Hollywood’s Opening-Night Neurosis

If you want to be, oh, a heretic and actually go out to the movies this Friday night instead of staying at home watching It’s a Wonderful Life, good luck finding a new–I mean, brand-spanking new–movie to watch. There won’t be any. Either there will be movies that have been in the theaters at least a week (and who wants to watch those on a Friday night?) or movies that opened today (this list includes Man on the Moon, Any Given Sunday, and Snow Falling on Cedars). But unlike every other Friday in movie history, there will be no Hollywood films opening on Dec. 24. The four that might have–The Talented Mr.
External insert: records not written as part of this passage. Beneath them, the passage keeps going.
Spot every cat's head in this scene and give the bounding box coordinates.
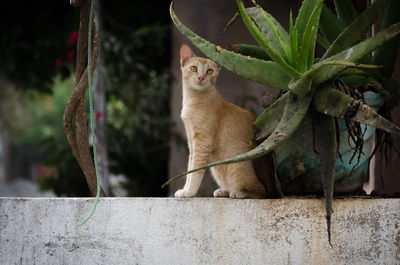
[180,44,221,91]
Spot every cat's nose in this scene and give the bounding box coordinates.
[198,76,205,82]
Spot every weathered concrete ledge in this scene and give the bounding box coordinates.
[0,197,399,265]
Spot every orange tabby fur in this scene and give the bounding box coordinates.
[175,44,266,199]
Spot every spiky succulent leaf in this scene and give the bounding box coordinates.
[289,61,382,95]
[334,0,357,26]
[322,0,390,60]
[248,2,291,60]
[170,3,291,89]
[314,22,400,84]
[254,92,288,140]
[319,5,346,43]
[373,0,400,78]
[314,112,336,245]
[312,86,400,136]
[317,34,330,49]
[297,0,324,72]
[223,11,240,33]
[289,10,299,65]
[230,44,270,60]
[237,0,301,78]
[294,0,322,43]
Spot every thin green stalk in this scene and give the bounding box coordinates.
[78,0,101,227]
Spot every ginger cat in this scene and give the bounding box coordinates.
[175,44,266,199]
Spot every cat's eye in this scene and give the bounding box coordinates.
[190,66,197,72]
[206,69,214,75]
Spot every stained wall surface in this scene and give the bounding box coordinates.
[1,197,399,265]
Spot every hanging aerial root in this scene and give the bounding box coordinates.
[313,85,400,136]
[63,0,106,197]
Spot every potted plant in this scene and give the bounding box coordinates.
[167,0,400,242]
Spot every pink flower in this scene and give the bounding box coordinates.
[66,51,74,60]
[95,112,102,120]
[55,58,62,67]
[67,31,79,46]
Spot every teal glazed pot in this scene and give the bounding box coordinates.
[274,92,384,195]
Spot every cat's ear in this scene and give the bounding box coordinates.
[180,44,195,66]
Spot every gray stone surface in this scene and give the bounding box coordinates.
[0,179,55,197]
[0,197,399,265]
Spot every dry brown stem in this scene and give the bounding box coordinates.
[63,0,106,197]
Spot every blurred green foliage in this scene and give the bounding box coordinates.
[1,0,172,197]
[100,0,172,196]
[0,0,78,92]
[10,76,90,196]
Ripley, Galaxy Quest, Titus, and Angela’s Ashes–will instead be opening on Christmas, which in the case of Ripley and Titus makes for a very odd combination.
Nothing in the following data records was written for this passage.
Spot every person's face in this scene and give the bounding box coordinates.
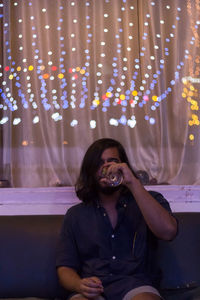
[96,147,122,194]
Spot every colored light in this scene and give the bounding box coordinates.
[0,0,199,146]
[43,73,49,79]
[152,95,158,101]
[58,73,64,79]
[28,65,34,71]
[132,90,138,96]
[106,92,112,98]
[189,134,194,140]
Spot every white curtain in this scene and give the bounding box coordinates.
[0,0,200,187]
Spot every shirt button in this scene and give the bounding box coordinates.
[111,234,115,238]
[124,204,127,207]
[103,213,106,216]
[112,256,116,260]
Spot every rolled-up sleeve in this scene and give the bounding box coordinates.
[149,190,178,236]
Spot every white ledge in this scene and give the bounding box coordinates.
[0,185,200,215]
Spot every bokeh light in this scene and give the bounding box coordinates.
[0,0,200,142]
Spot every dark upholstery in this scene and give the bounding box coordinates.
[157,213,200,299]
[0,213,200,299]
[0,215,66,299]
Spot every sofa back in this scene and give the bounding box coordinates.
[0,215,65,299]
[157,212,200,291]
[0,213,200,298]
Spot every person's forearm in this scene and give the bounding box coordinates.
[128,179,177,240]
[57,266,81,293]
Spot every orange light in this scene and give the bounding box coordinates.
[22,140,28,146]
[43,73,49,79]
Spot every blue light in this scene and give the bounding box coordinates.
[122,100,127,106]
[119,115,127,125]
[110,78,116,85]
[108,87,113,92]
[79,103,85,108]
The studios have explained that they aren’t releasing their movies on Christmas Eve because it is one of the slowest–if not the slowest–moviegoing day of the year, and they’d rather wait and let their films debut with a splash on Christmas. This sounds plausible, until you think about what the decision to release the films a day late actually means. Since movies always end their runs on Thursdays (or occasionally Tuesdays) regardless of when those runs start, it means that these movies will have one fewer day in which to make money. That’s not a day the studios will be able to get back at some point. Whenever their runs end, Ripley, et al., will have runs that are one day shorter than they otherwise would have been.
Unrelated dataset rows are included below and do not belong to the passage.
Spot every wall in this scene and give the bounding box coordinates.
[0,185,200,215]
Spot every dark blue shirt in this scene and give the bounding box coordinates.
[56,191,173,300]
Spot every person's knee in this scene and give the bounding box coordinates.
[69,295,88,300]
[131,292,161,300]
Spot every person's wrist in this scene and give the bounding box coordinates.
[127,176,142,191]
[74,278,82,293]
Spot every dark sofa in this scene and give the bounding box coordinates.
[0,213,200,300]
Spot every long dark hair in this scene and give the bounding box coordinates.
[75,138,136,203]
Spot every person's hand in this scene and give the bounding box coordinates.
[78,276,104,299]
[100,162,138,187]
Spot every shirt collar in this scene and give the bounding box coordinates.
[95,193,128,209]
Now, the cost of showing those films for that extra day is negligible enough that even if only a few people show up, you’ll make some money. And it isn’t as if the theaters are going to be closed on Christmas Eve. They’re going to be showing something. In fact, they’ll be showing Any Given Sunday and Man on the Moon, among other movies. So why would the studios make a decision to keep their films out of theaters?

The answer has everything to do with the astonishing importance that films’ opening weekends have taken on in the mind of Hollywood. If you open Galaxy Quest on Friday and it turns in numbers that are disappointing relative to the opening weekends of other comparable films, then you end up looking like a loser, even though you could quite sensibly argue that this particular Friday through Sunday is not like every other Friday through Sunday. And Hollywood now operates under the conviction that if your films look like losers to the insiders after their opening weekends, they will become losers in the mind of the public. If you open on Saturday, though, then your per-screen average will look better, your two-day performance has a good chance of being impressive, and you can’t get dragged down by the inevitably weak Friday.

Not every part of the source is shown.